Cite as: http://hdl.handle.net/21.11116/0000-0003-0745-8
Abstract
Human alteration of the global nitrogen cycle intensified over the 1900s. Model simulations suggest that large swaths of the open ocean, including the North Atlantic and the western Pacific, have already been affected by anthropogenic nitrogen through atmospheric transport and deposition. Here we report an ∼130-year-long record of the 15N/14N of skeleton-bound organic matter in a coral from the outer reef of Bermuda, which provides a test of the hypothesis that anthropogenic atmospheric nitrogen has significantly augmented the nitrogen supply to the open North Atlantic surface ocean. The Bermuda 15N/14N record does not show a long-term decline in the Anthropocene of the amplitude predicted by model simulations or observed in a western Pacific coral 15N/14N record.
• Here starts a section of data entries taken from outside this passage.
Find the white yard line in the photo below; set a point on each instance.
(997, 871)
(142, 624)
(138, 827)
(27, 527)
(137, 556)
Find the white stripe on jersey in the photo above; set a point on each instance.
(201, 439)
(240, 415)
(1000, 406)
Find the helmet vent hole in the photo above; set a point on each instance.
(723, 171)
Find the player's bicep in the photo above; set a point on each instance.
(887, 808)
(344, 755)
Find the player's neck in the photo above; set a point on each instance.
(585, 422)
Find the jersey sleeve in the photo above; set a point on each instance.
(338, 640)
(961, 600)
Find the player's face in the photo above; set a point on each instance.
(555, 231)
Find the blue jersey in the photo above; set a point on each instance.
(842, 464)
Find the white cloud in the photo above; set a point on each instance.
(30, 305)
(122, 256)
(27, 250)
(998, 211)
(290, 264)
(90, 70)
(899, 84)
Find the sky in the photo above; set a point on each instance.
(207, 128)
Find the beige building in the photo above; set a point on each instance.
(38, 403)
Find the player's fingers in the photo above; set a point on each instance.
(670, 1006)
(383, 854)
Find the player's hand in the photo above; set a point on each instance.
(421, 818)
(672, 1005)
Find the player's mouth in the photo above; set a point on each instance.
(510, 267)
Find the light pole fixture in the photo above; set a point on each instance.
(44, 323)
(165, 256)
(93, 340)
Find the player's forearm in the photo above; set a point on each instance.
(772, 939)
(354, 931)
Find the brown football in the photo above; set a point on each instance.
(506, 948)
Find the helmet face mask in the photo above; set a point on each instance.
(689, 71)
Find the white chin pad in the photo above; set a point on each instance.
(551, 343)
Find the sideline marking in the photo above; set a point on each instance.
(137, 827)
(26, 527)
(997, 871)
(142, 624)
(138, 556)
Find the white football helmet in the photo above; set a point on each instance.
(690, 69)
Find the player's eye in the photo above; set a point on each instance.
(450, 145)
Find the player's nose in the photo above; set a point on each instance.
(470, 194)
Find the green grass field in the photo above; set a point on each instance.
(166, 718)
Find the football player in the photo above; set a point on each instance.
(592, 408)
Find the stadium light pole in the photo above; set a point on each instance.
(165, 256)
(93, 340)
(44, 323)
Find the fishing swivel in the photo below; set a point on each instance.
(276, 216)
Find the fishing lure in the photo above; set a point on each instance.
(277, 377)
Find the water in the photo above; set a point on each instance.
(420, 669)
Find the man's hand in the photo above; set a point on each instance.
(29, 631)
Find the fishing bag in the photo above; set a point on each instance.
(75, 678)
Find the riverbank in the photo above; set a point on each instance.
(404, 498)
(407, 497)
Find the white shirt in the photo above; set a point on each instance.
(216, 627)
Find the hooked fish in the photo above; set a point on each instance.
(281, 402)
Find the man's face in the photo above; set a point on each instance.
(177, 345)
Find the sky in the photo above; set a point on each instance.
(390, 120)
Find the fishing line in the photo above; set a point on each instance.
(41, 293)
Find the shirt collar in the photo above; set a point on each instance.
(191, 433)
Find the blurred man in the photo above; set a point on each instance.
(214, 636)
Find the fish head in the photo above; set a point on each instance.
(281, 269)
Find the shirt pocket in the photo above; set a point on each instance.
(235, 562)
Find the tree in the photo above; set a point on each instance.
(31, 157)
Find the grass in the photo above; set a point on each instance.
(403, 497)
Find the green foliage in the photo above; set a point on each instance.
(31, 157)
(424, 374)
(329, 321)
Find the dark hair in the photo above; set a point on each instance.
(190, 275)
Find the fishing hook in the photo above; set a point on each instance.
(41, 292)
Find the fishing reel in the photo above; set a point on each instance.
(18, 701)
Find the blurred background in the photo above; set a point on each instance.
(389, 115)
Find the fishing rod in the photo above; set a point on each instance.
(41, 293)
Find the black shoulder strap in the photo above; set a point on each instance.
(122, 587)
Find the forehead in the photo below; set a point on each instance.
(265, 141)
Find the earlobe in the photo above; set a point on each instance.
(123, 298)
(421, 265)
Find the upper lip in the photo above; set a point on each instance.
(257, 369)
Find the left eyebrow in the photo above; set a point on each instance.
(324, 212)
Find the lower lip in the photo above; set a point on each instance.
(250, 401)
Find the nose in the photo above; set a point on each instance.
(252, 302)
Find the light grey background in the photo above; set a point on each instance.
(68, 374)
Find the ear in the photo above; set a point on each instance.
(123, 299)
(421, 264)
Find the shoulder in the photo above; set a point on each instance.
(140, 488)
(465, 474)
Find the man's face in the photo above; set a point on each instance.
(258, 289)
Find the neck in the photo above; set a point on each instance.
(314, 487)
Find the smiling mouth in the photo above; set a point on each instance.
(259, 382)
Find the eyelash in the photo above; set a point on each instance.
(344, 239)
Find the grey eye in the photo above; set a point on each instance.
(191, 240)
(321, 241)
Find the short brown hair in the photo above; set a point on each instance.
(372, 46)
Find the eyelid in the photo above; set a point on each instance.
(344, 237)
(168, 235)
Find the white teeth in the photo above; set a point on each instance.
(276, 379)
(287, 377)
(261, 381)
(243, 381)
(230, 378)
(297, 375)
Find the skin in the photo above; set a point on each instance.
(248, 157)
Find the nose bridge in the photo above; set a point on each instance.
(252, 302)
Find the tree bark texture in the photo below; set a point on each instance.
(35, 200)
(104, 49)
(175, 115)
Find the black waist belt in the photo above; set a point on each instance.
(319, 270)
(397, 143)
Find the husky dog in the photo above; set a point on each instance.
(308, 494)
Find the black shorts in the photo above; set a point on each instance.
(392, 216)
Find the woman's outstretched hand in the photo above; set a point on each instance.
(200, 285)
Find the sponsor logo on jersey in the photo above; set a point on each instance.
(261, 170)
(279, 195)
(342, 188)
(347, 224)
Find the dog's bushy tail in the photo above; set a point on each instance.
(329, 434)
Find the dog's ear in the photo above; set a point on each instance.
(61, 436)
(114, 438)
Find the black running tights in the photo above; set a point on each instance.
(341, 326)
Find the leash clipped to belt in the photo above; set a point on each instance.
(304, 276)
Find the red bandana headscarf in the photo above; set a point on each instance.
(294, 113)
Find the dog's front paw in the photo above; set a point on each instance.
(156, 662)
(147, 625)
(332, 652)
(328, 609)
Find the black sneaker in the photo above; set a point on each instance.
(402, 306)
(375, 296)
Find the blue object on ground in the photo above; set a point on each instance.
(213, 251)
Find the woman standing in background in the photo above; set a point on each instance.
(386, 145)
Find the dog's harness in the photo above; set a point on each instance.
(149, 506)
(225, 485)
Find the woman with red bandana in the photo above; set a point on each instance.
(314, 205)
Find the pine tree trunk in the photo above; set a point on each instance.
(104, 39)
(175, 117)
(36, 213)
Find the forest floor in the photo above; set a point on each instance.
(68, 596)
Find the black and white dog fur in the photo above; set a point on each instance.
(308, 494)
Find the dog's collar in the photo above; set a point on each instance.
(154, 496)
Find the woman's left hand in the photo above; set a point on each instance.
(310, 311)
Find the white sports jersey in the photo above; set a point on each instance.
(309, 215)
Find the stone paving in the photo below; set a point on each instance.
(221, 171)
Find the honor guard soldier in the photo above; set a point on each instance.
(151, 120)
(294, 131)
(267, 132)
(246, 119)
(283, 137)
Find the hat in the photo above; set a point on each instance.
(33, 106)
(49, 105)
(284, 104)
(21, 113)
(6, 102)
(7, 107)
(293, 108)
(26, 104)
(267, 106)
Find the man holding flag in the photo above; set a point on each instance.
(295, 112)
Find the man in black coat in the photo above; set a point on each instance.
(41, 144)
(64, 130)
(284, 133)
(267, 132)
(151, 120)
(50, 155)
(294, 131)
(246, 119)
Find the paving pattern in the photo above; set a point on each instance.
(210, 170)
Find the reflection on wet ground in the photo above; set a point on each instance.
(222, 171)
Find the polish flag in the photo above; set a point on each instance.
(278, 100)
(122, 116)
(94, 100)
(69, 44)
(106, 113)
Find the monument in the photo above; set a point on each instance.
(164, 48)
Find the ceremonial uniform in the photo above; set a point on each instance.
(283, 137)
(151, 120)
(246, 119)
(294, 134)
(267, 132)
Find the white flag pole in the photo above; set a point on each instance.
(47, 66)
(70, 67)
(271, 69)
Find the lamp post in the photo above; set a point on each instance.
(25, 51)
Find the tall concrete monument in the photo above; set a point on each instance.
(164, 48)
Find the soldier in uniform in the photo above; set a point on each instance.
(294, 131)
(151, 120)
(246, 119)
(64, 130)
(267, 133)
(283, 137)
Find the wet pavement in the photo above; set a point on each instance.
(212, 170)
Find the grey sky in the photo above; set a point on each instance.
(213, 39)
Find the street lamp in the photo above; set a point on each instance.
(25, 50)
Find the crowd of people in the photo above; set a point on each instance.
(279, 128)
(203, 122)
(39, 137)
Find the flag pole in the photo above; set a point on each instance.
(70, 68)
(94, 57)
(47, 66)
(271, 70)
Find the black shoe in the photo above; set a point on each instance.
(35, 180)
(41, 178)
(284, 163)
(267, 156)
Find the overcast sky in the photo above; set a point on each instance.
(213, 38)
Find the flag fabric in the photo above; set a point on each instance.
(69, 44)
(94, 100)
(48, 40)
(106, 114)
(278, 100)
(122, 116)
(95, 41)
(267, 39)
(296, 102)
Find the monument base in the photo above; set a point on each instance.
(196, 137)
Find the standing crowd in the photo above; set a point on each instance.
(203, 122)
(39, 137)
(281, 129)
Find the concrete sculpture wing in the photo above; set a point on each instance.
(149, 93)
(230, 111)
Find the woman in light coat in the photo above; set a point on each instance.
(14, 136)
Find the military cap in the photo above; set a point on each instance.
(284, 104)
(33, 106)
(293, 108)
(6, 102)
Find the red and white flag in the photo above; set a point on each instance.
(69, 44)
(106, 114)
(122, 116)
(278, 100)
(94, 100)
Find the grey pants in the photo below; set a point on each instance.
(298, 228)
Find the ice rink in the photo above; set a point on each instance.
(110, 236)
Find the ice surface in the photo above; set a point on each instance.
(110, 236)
Rather, the decadal variations in the Bermuda 15N/14N record appear to be driven by the North Atlantic Oscillation, most likely through changes in the formation rate of Subtropical Mode Water. Given that anthropogenic nitrogen emissions have been decreasing in North America since the 1990s, this study suggests that in the coming decades, the open North Atlantic will remain minimally affected by anthropogenic nitrogen deposition.